Mrs. Belfort tilted her chin to the maze.

“She can be there for hours. Sometimes even days.” She paused, sipping her lemonade with shaking hands. “The maze is enormous.”

Mrs. Belfort wasn’t kidding, either. It was the size of the average Target. I knew exactly why Carter liked getting lost there. It was because she didn’t want to be found.

“Remember the maze, Fred? You and I used to go there all the time. It was our secret spot away from the children.”

“Sure, sweetheart. Sure.” I patted her knee distractedly, slowly walking toward the labyrinth. I stood at the edge.

“Jesse?” I took a step in, glancing left and right. All I saw were lush, green shrubberies. They were all a few inches taller than me, which meant that I couldn’t cheat my way to the exit.

No answer, but footfalls thumped on the ground. I tried to remember what shoes Jesse wore, and surprised myself by recalling her dirty white Keds. Then an image of her slender white ankles popped into my head. They were almost as fair as her shoes. The mental image shot a missile of blood straight to my cock, making it swell and twitch.

Now would be a good time to focus, horn dog.

“How well do you know this place?” I made conversation, even though I had no idea if she was anywhere near me. Didn’t matter, as I couldn’t turn back now. I was in too deep, and wasn’t that a perfect fucking analogy for the clusterfuck that was our relationship? I was playing her. Using her. Toying with the frayed leftovers of her trust. If Jesse could hear me, I couldn’t tell. She remained silent. She obviously wasn’t sure about my angle yet, and I loved that I needed to earn her trust, even if I didn’t deserve it.

“So, you like getting lost.” I listened to the silence, drinking it in. I stopped for a minute, thinking I’d already been in that same spot. Was I walking in circles?

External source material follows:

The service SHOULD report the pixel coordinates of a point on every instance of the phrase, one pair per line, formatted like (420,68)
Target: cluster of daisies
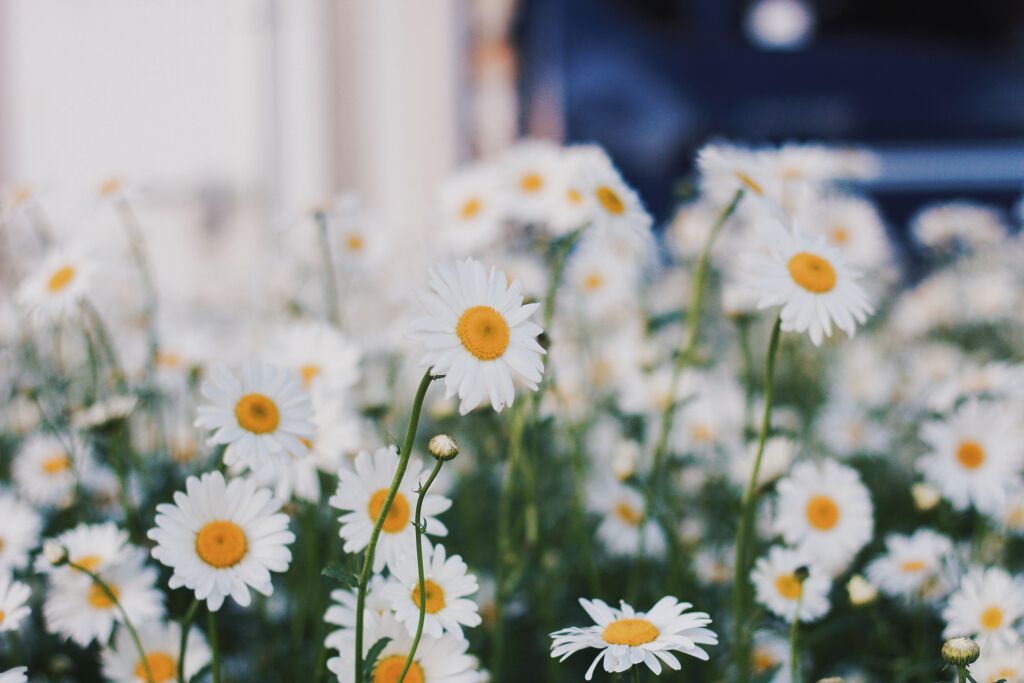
(643,416)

I looked around me. “You like the thrill of it. I get it. I have the same thing with ink. It’s the endorphins. Everybody chases their high.”

“Some more than others,” I heard her mutter somewhere in the distance, to my right. My cock swelled in an instant. I needed to keep myself in check when it came to her. It shouldn’t have been difficult. Six million dollars and my beloved SurfCity were on the line. Bonus points: she’d sworn off men, and last I checked, I had a dick between my legs.

“See?” I grinned. “I knew you wouldn’t pass up a chance to talk shit about me.”

“Really, Bane? Mrs. Belfort, too?” Jesse sighed, her voice becoming more distant. She was running. I was chasing. It’d been a fucking while since I’d chased. Sex was readily available, like buying meat at a butcher’s shop. I liked hunting more.

I liked it a lot.

I picked up my pace, realizing her implication, and let out a chuckle.

“I’m not porking your senior friend, Little Miss Sass.”

I turned left, my fingers brushing the carefully cut bush. Her footfalls descended to my right.

“Why are you here?”

“Because of you.” The truth felt like a cotton ball in my mouth.

She turned sharply again, her steps becoming less prominent. Fuck, Jesse, fuck.

“When are you going to get tired of chasing me around?” Her breaths were fast, hard, desperate. I felt them in my own lungs.

“Never sounds like a good time to me.”

“Bullshit. Even my mom gave up on me. So, the town’s bad boy? Yeah. Not holding my breath here.”

“Hold your fucking breath, Jesse. I’m not a stereotype, or a title, or the town’s bully. And I’m going to get you.”

“Get me, then.”

“Give me a clue.”

“The maze is the shape of a snowflake. I’m at the center.”